Artificial intelligence algorithms, with roots extending into the past but experiencing a resurgence and evolution in recent years due to their superiority over traditional methods and contributions to human capabilities, have begun to make their presence felt in the field of pediatric rheumatology. In the ever-evolving realm of pediatric rheumatology, there have been incremental advancements supported by artificial intelligence in understanding and stratifying diseases, developing biomarkers, refining visual analyses, and facilitating individualized treatment approaches. However, like in many other domains, these strides have yet to gain clinical applicability and validation, and ethical issues remain unresolved. Furthermore, mastering different and novel terminologies appears challenging for clinicians. This review aims to provide a comprehensive overview of the current literature, categorizing algorithms and their applications, thus offering a fresh perspective on the nascent relationship between pediatric rheumatology and artificial intelligence, highlighting both its advancements and constraints.

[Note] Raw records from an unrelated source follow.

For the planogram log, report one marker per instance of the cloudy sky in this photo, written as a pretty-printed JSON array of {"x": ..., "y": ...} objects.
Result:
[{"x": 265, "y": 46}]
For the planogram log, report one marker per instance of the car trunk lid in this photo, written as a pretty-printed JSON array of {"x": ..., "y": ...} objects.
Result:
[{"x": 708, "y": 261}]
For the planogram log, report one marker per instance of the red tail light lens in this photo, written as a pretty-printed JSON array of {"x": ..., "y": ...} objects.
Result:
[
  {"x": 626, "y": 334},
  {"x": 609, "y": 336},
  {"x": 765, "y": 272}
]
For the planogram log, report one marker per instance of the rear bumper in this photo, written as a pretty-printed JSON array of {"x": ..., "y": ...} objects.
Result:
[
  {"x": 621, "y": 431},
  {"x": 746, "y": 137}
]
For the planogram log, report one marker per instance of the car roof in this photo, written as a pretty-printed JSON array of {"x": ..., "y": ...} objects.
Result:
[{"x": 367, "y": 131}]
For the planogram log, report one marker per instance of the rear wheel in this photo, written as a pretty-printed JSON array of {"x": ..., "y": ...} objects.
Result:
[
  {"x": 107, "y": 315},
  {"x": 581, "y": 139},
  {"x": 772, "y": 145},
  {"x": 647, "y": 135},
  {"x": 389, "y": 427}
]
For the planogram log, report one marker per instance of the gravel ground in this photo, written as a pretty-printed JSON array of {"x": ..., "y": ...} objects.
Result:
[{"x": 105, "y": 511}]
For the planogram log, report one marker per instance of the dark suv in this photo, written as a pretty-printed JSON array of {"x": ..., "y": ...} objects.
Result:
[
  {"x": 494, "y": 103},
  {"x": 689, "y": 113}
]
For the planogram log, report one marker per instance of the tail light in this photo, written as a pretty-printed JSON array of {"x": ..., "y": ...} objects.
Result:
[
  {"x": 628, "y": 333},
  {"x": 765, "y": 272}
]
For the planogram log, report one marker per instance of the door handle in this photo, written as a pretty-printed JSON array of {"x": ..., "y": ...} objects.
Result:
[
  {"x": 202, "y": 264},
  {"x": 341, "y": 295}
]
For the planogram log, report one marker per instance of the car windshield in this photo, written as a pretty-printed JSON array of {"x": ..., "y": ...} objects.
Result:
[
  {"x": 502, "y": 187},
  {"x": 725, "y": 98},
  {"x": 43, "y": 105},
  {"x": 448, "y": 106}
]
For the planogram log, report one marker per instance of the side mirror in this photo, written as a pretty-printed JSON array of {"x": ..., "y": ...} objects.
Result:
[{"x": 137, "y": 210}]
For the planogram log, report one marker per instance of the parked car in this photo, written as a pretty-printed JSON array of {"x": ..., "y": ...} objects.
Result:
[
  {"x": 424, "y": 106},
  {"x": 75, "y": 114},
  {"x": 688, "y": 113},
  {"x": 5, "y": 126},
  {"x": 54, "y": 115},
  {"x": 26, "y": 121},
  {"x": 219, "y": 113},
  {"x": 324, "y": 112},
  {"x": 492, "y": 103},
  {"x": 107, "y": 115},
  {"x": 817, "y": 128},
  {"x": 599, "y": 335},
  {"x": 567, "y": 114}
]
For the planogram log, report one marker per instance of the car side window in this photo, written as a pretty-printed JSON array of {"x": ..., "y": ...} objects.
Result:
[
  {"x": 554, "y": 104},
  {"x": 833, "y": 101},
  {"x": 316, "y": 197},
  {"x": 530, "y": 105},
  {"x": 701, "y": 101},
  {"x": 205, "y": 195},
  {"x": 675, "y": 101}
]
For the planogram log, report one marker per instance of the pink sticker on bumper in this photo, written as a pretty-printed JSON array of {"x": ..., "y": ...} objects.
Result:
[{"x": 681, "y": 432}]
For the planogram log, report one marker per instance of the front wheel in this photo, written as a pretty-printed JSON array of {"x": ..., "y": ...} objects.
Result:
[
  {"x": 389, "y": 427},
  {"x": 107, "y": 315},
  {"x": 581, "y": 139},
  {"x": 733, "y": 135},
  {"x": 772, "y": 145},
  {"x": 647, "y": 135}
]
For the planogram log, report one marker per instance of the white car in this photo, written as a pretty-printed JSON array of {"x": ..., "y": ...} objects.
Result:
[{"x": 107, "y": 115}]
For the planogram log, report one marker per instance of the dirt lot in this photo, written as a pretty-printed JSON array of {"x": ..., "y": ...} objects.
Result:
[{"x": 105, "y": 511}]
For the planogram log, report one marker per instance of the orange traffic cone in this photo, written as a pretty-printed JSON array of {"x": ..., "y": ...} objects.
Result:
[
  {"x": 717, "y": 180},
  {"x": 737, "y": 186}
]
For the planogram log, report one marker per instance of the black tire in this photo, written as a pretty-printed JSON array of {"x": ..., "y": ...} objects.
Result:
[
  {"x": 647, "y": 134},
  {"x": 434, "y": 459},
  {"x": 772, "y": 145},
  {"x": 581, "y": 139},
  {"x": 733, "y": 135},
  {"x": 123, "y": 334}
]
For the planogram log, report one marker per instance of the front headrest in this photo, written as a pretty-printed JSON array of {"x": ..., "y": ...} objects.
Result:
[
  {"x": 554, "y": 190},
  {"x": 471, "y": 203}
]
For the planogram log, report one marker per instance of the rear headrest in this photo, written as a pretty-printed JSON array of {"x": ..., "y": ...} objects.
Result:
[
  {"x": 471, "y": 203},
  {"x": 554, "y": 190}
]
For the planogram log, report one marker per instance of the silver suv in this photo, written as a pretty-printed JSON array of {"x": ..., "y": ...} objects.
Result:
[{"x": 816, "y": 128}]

Comparison of EULAR/PRINTO/PReS Ankara 2008 and 2022 ACR/EULAR Classification Criteria for Granulomatosis with Polyangiitis in Children.

OBJECTIVE: Granulomatosis with polyangiitis (GPA) is an antineutrophil cytoplasmic antibody-associated vasculitis. The 2022 American College of Rheumatology/European Alliance of Associations for Rheumatology (ACR/EULAR)-endorsed classification criteria for GPA was derived using data only from adult patients. We aimed to assess the performance of the ACR/EULAR classification criteria for GPA in pediatric patients and compare it with the EULAR/Pediatric Rheumatology International Trials Organization (PRINTO)/Pediatric Rheumatology European Society (PReS)-endorsed Ankara 2008 criteria for GPA. METHODS: Retrospective data of pediatric patients with GPA in 20 centers from 9 countries were evaluated. The diagnosis of GPA was made according to the expert opinion. The sensitivity, specificity, positive predictive value, and negative predictive value of the criteria sets were evaluated. RESULTS: The study included 77 patients with GPA and 108 controls (immunoglobulin A vasculitis (n = 44), Takayasu's arteritis (n = 20), microscopic polyangiitis (n = 16), polyarteritis nodosa (n = 14), Behçet's disease (n = 12), eosinophilic granulomatosis with polyangiitis (n = 1), and Cogan's syndrome (n = 1)) with a median age of 17.8 and 15.2 years, respectively. Of patients with GPA, constitutional symptoms (85.7%) and ear-nose-throat involvement (79.2%) were the most common presentations. In the GPA group, 73 patients fulfilled the Ankara 2008 criteria and 69 the ACR/EULAR classification criteria. Sensitivities of the Ankara 2008 criteria and the ACR/EULAR classification criteria were 94.8% and 89.6%, while specificities were 95.3% and 96.3%, respectively. No significant difference was found between sensitivities and specificities of both classification criteria (p= 0.229 and p= 0.733, respectively). CONCLUSION: In children, both the ACR/EULAR and EULAR/PRINTO/PReS Ankara 2008 classification criteria for GPA perform well and similarly.